I am working on a problem involving nilpotent matrices over $\mathbb{F}_2$ and I was able to reduce it to proving that the system 
\begin{equation}
    \begin{cases}
      A^2+ BC+ BCA+ ABC+A = I_4 \\
      AB+ABD+BCB = 0 \\
      CA+DCA+CBC = 0 \\
      DCB+CBD = I_4 \\
      A^3+BCA+ABC+BDC=0 \\
      A^2B+BCB+ABD+BD^2=0 \\
      CA^2+DCA+CBC+D^2C=0 \\
      CAB+DCB+CBD+D^3=0
    \end{cases}\,,
\end{equation}
has no solution, where $A, B, C, D$ are $4 \times 4$ matrices over $\mathbb{F}_2.$
The first four equations were obtained by plugging-in matrices to some polynomial in $\mathbb{F}_2$ while the other four came from the condition that
$$\left[
\begin{array}{c|c}
A & B \\
\hline
C & D
\end{array}
\right]^3 = 0.$$

Any advice on how to prove this? Any help would be appreciated.

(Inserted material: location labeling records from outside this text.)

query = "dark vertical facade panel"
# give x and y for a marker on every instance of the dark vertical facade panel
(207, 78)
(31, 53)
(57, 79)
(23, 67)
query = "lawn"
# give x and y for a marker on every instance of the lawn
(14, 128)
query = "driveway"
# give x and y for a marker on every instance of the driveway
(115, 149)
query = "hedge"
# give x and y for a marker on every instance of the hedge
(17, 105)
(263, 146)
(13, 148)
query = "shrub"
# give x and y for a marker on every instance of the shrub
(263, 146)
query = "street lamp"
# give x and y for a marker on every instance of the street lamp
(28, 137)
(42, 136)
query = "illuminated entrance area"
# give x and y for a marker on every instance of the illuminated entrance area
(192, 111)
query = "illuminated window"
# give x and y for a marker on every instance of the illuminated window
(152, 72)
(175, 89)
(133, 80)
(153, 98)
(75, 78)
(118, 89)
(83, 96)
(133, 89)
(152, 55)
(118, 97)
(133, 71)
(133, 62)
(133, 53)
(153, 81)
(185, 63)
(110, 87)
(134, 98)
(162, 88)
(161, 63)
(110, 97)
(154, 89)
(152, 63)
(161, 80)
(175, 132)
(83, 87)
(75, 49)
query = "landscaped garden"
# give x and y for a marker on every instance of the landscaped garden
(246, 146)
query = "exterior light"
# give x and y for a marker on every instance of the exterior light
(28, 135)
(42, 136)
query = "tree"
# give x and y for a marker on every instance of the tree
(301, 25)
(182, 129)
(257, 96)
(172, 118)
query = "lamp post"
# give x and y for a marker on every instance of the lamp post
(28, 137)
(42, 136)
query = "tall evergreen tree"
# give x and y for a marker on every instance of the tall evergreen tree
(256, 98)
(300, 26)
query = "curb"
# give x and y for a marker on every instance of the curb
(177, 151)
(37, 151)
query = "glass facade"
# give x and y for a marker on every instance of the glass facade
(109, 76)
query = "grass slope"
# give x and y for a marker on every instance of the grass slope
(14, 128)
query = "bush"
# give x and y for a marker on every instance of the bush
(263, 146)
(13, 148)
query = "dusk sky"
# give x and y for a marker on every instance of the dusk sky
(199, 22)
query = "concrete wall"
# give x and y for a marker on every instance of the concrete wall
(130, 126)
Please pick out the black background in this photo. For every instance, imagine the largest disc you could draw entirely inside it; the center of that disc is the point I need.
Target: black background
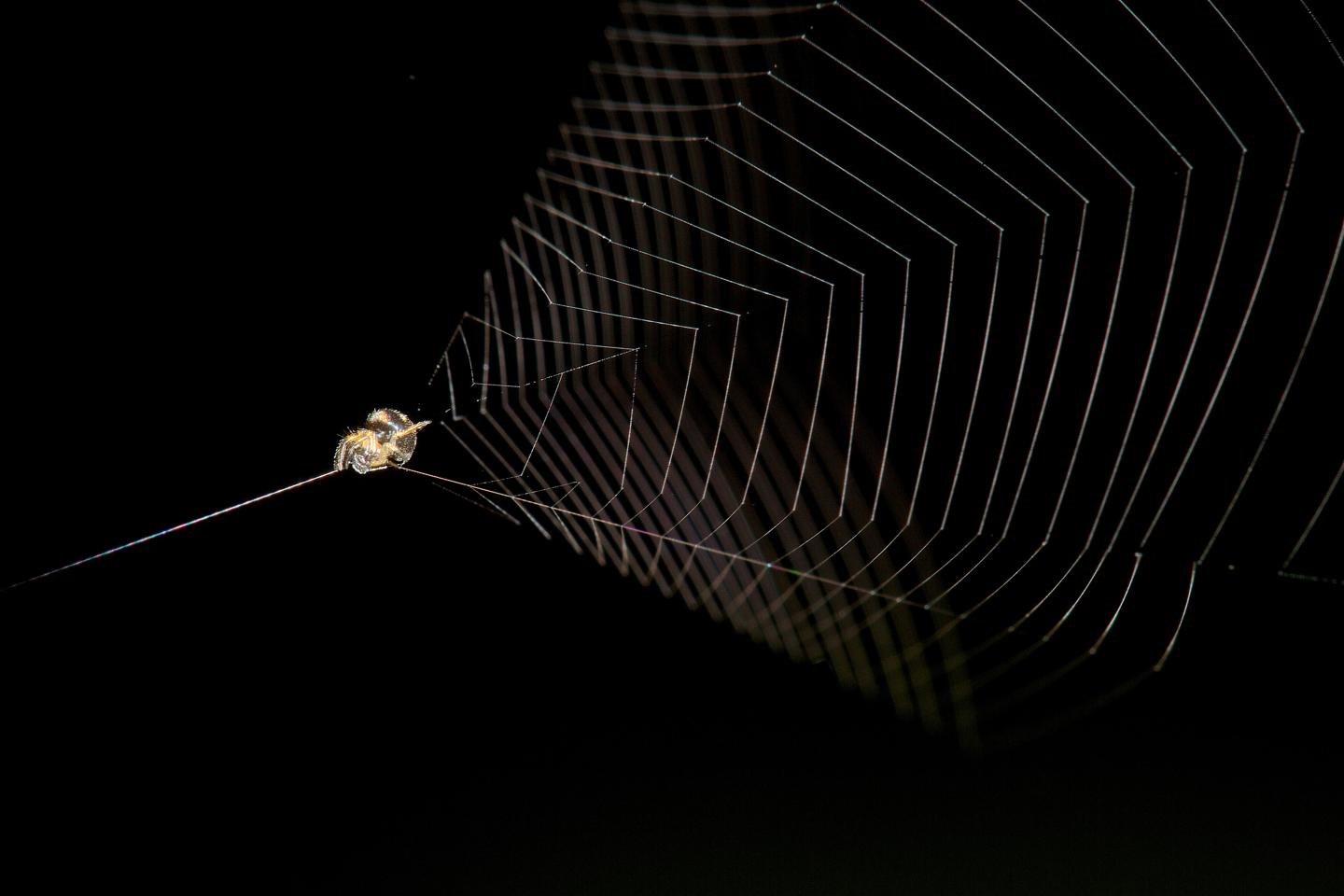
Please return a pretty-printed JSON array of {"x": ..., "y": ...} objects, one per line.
[{"x": 234, "y": 237}]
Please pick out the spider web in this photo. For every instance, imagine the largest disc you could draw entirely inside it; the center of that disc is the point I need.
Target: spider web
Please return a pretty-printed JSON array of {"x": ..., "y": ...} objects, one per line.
[{"x": 938, "y": 344}]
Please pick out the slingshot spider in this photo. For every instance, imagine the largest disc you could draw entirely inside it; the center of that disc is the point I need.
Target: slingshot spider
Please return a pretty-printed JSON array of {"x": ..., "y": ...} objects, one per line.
[{"x": 387, "y": 438}]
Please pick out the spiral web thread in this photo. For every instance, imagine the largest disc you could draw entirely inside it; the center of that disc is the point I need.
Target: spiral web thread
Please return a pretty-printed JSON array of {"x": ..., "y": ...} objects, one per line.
[{"x": 937, "y": 344}]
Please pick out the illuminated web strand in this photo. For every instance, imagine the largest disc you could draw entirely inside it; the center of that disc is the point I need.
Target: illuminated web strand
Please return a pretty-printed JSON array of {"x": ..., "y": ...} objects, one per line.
[
  {"x": 695, "y": 133},
  {"x": 173, "y": 528}
]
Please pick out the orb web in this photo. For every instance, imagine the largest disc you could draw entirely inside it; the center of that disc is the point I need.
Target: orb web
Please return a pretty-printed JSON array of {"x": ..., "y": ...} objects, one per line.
[{"x": 937, "y": 344}]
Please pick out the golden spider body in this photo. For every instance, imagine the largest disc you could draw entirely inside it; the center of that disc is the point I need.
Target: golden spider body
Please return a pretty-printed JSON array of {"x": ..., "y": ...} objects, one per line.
[{"x": 387, "y": 440}]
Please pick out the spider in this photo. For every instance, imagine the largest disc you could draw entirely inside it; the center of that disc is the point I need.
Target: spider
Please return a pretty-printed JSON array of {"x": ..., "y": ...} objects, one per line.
[{"x": 387, "y": 438}]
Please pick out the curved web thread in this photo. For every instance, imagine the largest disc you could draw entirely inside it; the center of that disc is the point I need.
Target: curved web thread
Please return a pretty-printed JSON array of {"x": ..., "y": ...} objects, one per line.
[{"x": 918, "y": 340}]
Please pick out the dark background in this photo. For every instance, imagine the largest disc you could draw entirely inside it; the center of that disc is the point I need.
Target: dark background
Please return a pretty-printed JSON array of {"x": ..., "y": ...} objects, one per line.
[{"x": 235, "y": 237}]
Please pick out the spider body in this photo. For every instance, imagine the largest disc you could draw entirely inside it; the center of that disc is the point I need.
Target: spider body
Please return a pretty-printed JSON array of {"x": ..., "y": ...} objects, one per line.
[{"x": 387, "y": 440}]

The original problem is if 
$$M=\begin{bmatrix} N & 0 \\ 0 & N \end{bmatrix}, \mbox{ where } N=\begin{bmatrix} 0 & 0 & 0 & 1 \\
1 & 0 & 0 & 0 \\
0 & 1 & 0 & 0 \\
0 & 0 & 1 & 1\end{bmatrix}$$
then $M$ cannot be written as a sum $X+Y$ such that $X^3=0$ and $Y^2=Y.$ Here  $M, X, Y$ are matrices over $\mathbb{F}_2$.

Write $X=[x_{i,j}], Y=[y_{i,j}]$.
For each $(i,j)$, $i,j \in \{1, \ldots, 8\}$, $x_{i,j}$ and $y_{i,j}$ satisfies the following equations:
\begin{equation}
    \begin{cases}
      \displaystyle \sum_{k=1}\sum_{l=1} x_{i,k}x_{k,l}x_{l,j}=0\\
      \displaystyle \sum_{k=1} y_{i,k}y_{k,j}=y_{i,j}\\ 
      x_{i,j}+y_{i,j}=m_{i,j} \\
      x_{i,j}^2= x_{i,j} \\
      y_{i,j}^2= y_{i,j}
    \end{cases}\,,
\end{equation}

So we want to show that this system has no solution via Groebner basis and implement it using Maple. I have zero background in Maple so I need help with the code. So what I've researched is we start with
```
with(Groebner);
```
and define matrix $M$:
```
M:=[[0,0,0,1,0,0,0,0], [1,0,0,0,0,0,0,0], [0,1,0,0,0,0,0,0], [0,0,1,1,0,0,0,0], [0,0,0,0,0,0,0,1], [0,0,0,0,1,0,0,0], [0,0,0,0,0,1,0,0], [0,0,0,0,0,0,1,1]];
```
Define the following polynomials for all $(i,j)$:
```
f_{i,j}= \sum_{k=1}\sum_{l=1} x_{i,k}x_{k,l}x_{l,j};
g_{i,j}= \sum_{k=1} y_{i,k}y_{k,j}-y_{i,j};
h_{i,j}=x_{i,j}+y_{i,j}-M[i,j];
q_{i,j}=x_{i,j}^2-x_{i,j};
s_{i,j}=y_{i,j}^2-y_{i,j};
```
and we let for all $(i,j)$
```
B:=[f_{i,j},g_{i,j},h_{i,j},q_{i,j},s_{i,j}];
```
and call
```
G:=Groebner[Basis](B, plex(x_{i,j},y_{i,j}), characteristic=2);
```
We expect that the output is 
```
G:=[1]
```
Is this correct? Also, how do I typeset the summations in Maple, and how do I typeset the polynomials so that I don't have to manually type for all 64 pairs $(i,j)$? Thank you so much.